Im Ressort Forschung geht es auch darum, Partnerschaften zu schließen, mit Novartis, mit Roche und so weiter. Inzwischen liegt unser Schwerpunkt aber auf Eigenentwicklungen. So macht es Sinn, die Truppen, die die Entwicklungspläne schreiben, mit dem Research unter einer Führung zusammenzulegen.

Warum gibt es keinen neuen Forschungschef?
Es wird ein externer Forschungsleiter zu uns stoßen, der an Entwicklungsvorstand Malte Peters berichtet.
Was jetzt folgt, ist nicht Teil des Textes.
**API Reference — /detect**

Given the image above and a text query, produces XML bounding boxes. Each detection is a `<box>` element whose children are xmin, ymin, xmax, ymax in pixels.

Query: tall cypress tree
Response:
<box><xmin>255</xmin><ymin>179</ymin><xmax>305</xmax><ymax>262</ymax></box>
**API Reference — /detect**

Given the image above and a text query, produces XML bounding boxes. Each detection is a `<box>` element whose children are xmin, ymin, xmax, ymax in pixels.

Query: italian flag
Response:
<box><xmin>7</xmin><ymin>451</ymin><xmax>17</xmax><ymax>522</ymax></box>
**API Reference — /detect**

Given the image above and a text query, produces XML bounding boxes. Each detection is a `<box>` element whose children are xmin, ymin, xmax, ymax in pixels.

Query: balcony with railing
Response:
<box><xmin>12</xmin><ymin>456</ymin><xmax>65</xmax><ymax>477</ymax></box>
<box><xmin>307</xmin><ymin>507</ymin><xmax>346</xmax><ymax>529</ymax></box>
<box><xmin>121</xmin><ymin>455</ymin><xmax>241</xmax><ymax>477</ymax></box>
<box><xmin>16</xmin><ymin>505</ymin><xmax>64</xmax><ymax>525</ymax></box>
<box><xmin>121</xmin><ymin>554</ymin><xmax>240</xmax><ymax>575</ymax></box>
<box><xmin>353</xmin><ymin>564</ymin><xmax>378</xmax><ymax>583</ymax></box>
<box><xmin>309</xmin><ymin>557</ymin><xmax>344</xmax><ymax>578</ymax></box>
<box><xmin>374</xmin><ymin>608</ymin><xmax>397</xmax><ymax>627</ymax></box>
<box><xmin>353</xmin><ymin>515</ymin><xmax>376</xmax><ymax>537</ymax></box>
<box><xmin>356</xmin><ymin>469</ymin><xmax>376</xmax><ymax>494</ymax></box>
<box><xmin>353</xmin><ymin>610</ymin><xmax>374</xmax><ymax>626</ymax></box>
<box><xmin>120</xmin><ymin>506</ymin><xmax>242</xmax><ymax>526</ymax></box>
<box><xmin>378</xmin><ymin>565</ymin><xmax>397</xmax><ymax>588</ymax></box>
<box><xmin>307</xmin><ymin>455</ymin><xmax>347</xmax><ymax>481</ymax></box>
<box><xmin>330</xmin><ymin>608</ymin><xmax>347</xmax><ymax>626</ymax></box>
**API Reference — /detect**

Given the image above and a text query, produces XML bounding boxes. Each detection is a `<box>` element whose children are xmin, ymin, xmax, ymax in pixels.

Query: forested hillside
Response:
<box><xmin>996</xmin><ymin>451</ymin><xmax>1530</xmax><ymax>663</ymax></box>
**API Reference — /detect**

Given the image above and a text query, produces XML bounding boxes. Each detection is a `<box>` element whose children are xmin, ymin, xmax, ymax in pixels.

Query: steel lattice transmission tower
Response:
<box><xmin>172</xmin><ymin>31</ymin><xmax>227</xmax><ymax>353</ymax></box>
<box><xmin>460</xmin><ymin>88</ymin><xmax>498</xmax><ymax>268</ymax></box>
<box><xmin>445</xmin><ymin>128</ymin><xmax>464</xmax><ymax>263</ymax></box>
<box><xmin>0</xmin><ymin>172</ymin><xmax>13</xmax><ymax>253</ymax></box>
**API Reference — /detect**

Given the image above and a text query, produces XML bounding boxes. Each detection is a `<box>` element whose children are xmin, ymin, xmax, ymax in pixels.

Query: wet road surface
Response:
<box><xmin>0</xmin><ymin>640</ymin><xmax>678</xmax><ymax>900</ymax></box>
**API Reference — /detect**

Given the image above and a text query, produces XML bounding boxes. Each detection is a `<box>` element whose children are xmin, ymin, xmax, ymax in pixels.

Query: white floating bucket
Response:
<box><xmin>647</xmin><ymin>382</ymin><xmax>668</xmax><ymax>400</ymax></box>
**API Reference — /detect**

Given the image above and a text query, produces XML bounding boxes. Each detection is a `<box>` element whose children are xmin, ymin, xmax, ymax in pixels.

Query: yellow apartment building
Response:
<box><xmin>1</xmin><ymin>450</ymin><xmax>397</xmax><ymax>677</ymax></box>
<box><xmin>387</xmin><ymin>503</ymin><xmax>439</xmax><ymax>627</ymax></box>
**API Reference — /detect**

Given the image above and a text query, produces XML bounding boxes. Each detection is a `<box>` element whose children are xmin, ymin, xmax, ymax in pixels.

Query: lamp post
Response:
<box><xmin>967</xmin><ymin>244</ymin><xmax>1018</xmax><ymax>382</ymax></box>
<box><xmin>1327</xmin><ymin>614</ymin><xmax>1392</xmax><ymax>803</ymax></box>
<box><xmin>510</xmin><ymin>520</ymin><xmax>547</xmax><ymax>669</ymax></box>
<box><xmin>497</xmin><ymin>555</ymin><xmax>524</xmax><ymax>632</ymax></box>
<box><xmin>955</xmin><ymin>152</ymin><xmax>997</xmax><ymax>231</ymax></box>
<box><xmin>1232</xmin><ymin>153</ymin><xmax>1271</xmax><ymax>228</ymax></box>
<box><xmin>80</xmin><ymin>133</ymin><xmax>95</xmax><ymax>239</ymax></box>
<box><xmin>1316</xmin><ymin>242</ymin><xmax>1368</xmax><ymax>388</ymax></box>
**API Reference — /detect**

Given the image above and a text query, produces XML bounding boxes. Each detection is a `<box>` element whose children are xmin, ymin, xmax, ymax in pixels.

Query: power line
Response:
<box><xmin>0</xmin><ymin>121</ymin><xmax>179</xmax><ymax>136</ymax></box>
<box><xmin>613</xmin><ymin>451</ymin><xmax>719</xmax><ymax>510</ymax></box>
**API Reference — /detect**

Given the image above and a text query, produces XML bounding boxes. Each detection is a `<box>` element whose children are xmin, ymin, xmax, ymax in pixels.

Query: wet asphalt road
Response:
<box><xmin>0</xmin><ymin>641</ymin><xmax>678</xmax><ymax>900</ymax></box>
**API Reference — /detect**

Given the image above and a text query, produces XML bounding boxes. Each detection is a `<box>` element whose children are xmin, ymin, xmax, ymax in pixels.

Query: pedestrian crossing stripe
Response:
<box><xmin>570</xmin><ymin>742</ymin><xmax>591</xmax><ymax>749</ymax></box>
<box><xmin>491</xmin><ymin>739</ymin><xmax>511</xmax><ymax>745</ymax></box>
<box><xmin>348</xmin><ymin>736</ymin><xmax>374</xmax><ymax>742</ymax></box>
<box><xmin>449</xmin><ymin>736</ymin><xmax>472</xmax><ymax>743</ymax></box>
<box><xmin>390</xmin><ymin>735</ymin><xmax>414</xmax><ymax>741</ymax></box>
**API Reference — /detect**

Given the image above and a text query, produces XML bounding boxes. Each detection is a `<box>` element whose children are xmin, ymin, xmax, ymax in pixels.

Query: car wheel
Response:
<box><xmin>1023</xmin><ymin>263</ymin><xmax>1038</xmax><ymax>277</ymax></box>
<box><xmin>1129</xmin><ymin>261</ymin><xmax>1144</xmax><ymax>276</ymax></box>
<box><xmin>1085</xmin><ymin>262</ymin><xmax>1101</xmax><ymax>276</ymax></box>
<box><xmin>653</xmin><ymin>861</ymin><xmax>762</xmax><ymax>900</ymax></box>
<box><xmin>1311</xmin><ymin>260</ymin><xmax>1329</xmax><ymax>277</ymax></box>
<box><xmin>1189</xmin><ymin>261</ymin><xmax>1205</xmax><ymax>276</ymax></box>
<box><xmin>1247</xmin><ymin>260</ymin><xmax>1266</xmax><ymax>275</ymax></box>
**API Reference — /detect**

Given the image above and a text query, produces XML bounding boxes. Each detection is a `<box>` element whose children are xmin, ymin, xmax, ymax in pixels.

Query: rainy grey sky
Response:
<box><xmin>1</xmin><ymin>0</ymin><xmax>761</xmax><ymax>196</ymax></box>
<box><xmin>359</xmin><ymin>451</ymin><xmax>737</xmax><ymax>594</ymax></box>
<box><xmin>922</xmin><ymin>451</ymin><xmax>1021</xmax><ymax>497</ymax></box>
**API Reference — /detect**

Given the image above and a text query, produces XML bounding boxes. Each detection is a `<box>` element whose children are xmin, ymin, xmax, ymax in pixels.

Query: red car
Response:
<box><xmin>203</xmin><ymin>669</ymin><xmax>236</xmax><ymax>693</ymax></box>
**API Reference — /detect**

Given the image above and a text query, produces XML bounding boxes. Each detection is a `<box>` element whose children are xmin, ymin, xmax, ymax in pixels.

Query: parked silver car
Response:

Das ist eine übliche Struktur in der Branche.

Das Umfeld für die Pharmabranche wird härter, sowohl Trump als auch die demokratische Präsidentschaftskandidatin Warren wollen die Kosten im US-Gesundheitswesen senken. Trifft das auch Morphosys?
Das beeinflusst die Wahrnehmung auf dem Kapitalmarkt und möglicherweise unseren Aktienkurs. Aber wenn das so kommt, trifft es wohl eher andere Bereiche. Wir reden hier über Medikamente bei seltenen Erkrankungen, die für die Kosten der Gesundheitssysteme nicht maßgeblich sind.